2017,  Em Nome da Mãe,  Textos

Cobertura

Este diário nunca pareceu tão útil como parece hoje, especialmente hoje. Eu pensava que me resumiria na única constatação de que minhas calças jeans não cabem mais em mim. Hoje me deparo com tantas emoções que contam pela semana toda, não foi apenas afinal uma calça que não cabe mais e me obriga a usar a minha primeira legging. A barriga começa a aparecer, a escapar no vão da blusa. Não consigo mais segurar para dentro, é tudo muito natural, é enorme, e vai crescer ainda mais. Acho que foi ao perceber isso, ver meu reflexo naquele espelho do elevador, a barriga tão avantajada, a calça nunca antes usada, a minha postura que se alterou: agora levo os ombros mais para trás e as pernas mais abertas com as pontas dos pés apontando em direções contrarias, parecendo uma tesoura aberta.
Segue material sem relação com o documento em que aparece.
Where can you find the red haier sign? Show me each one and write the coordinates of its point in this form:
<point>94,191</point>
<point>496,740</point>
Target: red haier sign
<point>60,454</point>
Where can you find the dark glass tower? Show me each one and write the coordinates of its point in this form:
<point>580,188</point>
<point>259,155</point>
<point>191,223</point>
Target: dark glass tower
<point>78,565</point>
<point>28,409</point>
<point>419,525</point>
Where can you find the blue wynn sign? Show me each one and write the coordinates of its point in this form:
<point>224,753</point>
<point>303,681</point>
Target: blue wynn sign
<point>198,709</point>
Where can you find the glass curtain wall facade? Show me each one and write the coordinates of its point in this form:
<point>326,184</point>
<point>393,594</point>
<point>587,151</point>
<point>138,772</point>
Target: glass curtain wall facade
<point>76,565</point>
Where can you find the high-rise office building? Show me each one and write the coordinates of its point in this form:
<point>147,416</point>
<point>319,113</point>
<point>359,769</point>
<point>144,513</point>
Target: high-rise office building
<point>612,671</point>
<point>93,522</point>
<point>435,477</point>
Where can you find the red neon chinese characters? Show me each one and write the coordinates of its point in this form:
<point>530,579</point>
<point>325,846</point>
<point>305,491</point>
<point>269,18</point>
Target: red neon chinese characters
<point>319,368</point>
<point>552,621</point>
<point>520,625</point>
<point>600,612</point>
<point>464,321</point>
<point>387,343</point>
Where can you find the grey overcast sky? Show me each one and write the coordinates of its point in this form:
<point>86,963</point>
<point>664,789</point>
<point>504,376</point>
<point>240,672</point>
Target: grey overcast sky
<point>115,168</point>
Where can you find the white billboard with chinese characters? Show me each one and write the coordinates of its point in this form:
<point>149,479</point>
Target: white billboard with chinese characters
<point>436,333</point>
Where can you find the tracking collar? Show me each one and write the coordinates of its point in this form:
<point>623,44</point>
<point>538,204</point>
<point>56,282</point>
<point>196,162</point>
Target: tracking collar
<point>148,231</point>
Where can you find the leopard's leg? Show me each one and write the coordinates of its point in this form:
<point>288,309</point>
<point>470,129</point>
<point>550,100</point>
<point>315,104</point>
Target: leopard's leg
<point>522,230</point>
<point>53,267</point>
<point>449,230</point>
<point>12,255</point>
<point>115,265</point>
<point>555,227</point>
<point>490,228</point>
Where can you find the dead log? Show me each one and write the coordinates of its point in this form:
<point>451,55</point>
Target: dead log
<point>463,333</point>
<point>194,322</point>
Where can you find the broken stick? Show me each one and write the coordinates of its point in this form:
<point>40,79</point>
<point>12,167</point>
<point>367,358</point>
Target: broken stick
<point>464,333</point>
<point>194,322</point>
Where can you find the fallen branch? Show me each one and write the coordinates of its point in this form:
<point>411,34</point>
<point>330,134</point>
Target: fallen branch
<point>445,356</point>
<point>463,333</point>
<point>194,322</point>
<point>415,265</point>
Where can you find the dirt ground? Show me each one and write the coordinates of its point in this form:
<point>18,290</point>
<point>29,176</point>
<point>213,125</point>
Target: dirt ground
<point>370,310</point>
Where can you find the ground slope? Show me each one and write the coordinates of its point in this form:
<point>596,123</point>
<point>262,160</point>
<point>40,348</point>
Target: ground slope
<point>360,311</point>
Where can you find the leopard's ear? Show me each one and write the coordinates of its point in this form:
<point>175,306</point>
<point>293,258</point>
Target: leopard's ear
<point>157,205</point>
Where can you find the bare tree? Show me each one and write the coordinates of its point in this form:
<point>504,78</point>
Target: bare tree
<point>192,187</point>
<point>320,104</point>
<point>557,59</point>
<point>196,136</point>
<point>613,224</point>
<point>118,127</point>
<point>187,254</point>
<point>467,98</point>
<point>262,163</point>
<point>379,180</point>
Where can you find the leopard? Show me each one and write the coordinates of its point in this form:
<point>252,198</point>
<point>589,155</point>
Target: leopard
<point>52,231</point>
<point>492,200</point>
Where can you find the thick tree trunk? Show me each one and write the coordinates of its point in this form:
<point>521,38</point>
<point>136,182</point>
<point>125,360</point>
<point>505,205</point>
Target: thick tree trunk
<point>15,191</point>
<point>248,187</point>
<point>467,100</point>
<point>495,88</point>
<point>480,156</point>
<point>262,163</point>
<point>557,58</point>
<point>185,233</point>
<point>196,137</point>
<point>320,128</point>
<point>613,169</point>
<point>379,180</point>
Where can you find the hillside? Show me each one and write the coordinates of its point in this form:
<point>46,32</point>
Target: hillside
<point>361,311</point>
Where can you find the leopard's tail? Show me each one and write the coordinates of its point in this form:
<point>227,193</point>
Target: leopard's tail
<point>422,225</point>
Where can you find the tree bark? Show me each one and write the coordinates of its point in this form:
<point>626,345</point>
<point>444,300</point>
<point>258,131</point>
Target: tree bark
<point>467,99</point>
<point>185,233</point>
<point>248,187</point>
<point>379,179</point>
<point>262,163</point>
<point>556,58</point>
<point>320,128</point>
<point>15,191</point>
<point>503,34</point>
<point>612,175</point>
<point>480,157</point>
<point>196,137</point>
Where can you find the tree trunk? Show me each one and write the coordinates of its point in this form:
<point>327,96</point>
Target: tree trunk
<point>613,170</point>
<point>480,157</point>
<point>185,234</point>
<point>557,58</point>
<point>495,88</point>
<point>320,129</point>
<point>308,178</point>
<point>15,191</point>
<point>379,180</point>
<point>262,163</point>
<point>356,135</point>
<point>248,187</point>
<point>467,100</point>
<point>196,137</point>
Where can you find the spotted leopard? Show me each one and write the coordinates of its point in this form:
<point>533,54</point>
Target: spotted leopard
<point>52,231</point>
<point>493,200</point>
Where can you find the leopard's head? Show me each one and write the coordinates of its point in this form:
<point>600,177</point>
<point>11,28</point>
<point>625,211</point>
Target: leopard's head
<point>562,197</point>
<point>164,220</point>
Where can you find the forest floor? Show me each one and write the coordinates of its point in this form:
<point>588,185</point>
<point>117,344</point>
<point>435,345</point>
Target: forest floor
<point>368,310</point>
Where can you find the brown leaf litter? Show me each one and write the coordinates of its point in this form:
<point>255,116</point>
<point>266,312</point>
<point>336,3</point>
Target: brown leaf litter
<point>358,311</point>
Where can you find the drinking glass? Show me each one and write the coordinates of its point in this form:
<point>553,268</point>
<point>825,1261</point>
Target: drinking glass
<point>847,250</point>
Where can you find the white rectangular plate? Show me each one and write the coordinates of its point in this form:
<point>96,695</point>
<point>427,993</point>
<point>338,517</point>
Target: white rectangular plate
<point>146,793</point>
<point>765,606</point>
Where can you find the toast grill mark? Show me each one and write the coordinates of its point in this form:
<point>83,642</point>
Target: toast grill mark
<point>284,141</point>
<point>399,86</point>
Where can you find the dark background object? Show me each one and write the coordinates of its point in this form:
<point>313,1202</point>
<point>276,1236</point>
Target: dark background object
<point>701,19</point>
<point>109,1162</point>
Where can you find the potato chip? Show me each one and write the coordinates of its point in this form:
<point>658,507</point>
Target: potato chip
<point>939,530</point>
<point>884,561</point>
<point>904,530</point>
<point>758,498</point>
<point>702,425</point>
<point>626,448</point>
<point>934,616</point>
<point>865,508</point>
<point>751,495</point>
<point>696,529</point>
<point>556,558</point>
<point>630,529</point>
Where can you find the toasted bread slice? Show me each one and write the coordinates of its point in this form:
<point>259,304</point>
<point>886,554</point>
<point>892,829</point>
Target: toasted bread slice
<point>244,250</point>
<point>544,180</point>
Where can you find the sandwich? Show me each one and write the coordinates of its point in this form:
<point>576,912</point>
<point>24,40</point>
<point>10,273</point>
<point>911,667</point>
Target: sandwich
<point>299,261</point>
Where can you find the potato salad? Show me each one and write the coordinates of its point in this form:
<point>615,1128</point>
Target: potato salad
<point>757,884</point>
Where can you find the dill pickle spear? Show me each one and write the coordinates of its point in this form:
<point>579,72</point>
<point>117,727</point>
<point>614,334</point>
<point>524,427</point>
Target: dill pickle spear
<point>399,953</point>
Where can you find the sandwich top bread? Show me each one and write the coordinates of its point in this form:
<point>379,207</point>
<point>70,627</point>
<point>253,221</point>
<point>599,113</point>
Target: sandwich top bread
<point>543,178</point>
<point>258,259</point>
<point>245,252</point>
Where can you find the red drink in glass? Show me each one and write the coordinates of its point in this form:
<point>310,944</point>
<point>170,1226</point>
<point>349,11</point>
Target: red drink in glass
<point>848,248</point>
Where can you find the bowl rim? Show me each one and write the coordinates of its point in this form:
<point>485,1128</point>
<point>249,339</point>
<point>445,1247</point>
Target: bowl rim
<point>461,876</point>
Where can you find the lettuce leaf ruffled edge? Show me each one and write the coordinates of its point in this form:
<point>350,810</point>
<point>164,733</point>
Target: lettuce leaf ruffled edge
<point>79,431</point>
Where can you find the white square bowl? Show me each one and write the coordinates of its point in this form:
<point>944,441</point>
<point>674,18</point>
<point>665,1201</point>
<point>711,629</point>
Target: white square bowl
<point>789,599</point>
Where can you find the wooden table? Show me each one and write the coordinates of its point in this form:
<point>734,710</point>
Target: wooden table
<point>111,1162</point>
Foi uma mistura de sensações, mas eu simplesmente senti, olhei para o alto, aquele mezanino extenso; respirei fundo, isso juntamente com o calor que eu começava a sentir, até sentir que havia algo errado, meus pés começaram a suar, não pude deixar de fazer uma careta. Um senhor segurou a porta do elevador com a sua maleta e perguntou:

– Vai subir, moça?

Eu olhei para ele, para o elevador, para cima, para meu reflexo no espelho:

– Não obrigada, agora não.

O elevador foi-se, eu passei a desconfiar de mim mesma, me afastei um pouco, e maneei a cabeça. Respirei fundo e apertei novamente o botão.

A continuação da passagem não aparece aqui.